As you can see at both ends [ASP] and [MySQL Table] the data is in UFT8MB4.

Once again, the application should indicate the intended character set using the special option "...;CHARSET=UTF8MB4;.." and should not attempt to set any of the connection properties because it confuses the driver conversion functions.

Afetr commenting out queries like "SET character_set_...." in the test case everything worked perfectly:

' dbC.Execute("SET character_set_results = utf8mb4;")
' dbC.Execute("SET character_set_client = utf8mb4;")
' dbC.Execute("SET character_set_connection = utf8mb4;")

Here is the result I obtained:

Hex		utf8Char	converted
C3A9		é		é
E5A4A7		大		大
F0A29C90	𢜐		?

I am not sure about the last character with the code F0A29C90. None of my applications was able to display it in any other way than the question mark "?".

This is not a bug, please let me know if you think otherwise.
[29 Apr 2013 12:31] S Peschier
Hello Bogdan,

Thanks for your answer and for clearing up the character set settings.

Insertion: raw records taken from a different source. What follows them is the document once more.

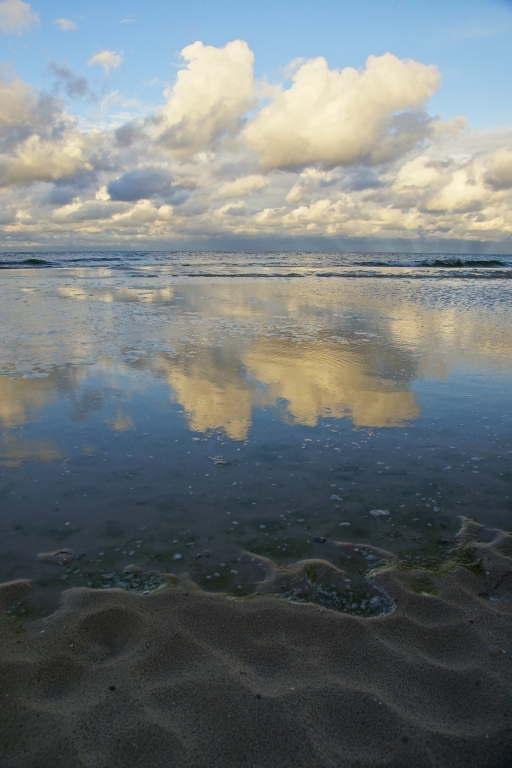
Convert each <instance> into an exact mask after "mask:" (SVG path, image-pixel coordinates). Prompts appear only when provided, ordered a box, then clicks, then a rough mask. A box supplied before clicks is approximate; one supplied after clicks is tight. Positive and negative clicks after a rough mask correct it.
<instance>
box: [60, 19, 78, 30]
mask: <svg viewBox="0 0 512 768" xmlns="http://www.w3.org/2000/svg"><path fill="white" fill-rule="evenodd" d="M55 23H56V24H57V25H58V27H59V29H60V31H61V32H74V30H75V29H78V27H77V25H76V24H75V22H74V21H70V19H64V18H61V19H55Z"/></svg>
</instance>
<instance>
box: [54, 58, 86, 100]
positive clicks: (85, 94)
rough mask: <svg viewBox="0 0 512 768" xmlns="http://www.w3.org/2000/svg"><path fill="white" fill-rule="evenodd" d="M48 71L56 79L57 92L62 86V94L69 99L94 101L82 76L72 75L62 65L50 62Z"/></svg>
mask: <svg viewBox="0 0 512 768" xmlns="http://www.w3.org/2000/svg"><path fill="white" fill-rule="evenodd" d="M48 69H49V71H50V72H51V74H52V75H54V77H55V78H56V81H57V90H58V88H59V86H62V88H63V89H64V92H65V93H66V95H67V96H69V98H70V99H84V98H89V99H94V98H95V95H94V94H93V93H92V91H91V90H90V89H89V84H88V82H87V80H86V79H85V77H84V76H83V75H74V74H73V72H72V71H71V70H70V69H69V67H66V66H65V65H64V64H57V62H55V61H52V62H51V63H50V65H49V67H48Z"/></svg>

But I just added these to see if this would make the 4 byte utf character show up normally.

So yes, I still think this is a bug.

The 4 byte character is part of 'CJK Unified Ideographs Extension B'. See here:
http://www.unicode.org/cgi-bin/GetUnihanData.pl?codepoint=22710
And here:
http://www.ltg.ed.ac.uk/~richard/utf-8.cgi?input=F0+A2+9C+90&mode=bytes
Normally I have no problem displaying the character on my Windows 7 PC.

Is it correct to assume that when the returned value in ASP is an ASCII question mark, that MySQL at some moment in time has decided that something is wrong with the 4 byte character and then replaces it with a question mark?

I also found out something else. This 4 byte character is the first 4 byte character in a text file I imported into mySQL (with: LOAD DATA INFILE '...' CHARACTER SET utf8mb4). This works fine. To check I export the data to another file (with: SELECT * INTO OUTFILE '...' CHARACTER SET utf8mb4), and when I open this in Notepad++ all 4 byte characters appear normally. But when I view the imported table in MySQL Workbench (5.2.47), the 4 byte characters are shown again as question marks, while the latin and 3 byte chinese character appear correct.
[1 May 2013 9:56] Bogdan Degtyariov
Thank you.
The bug is verified.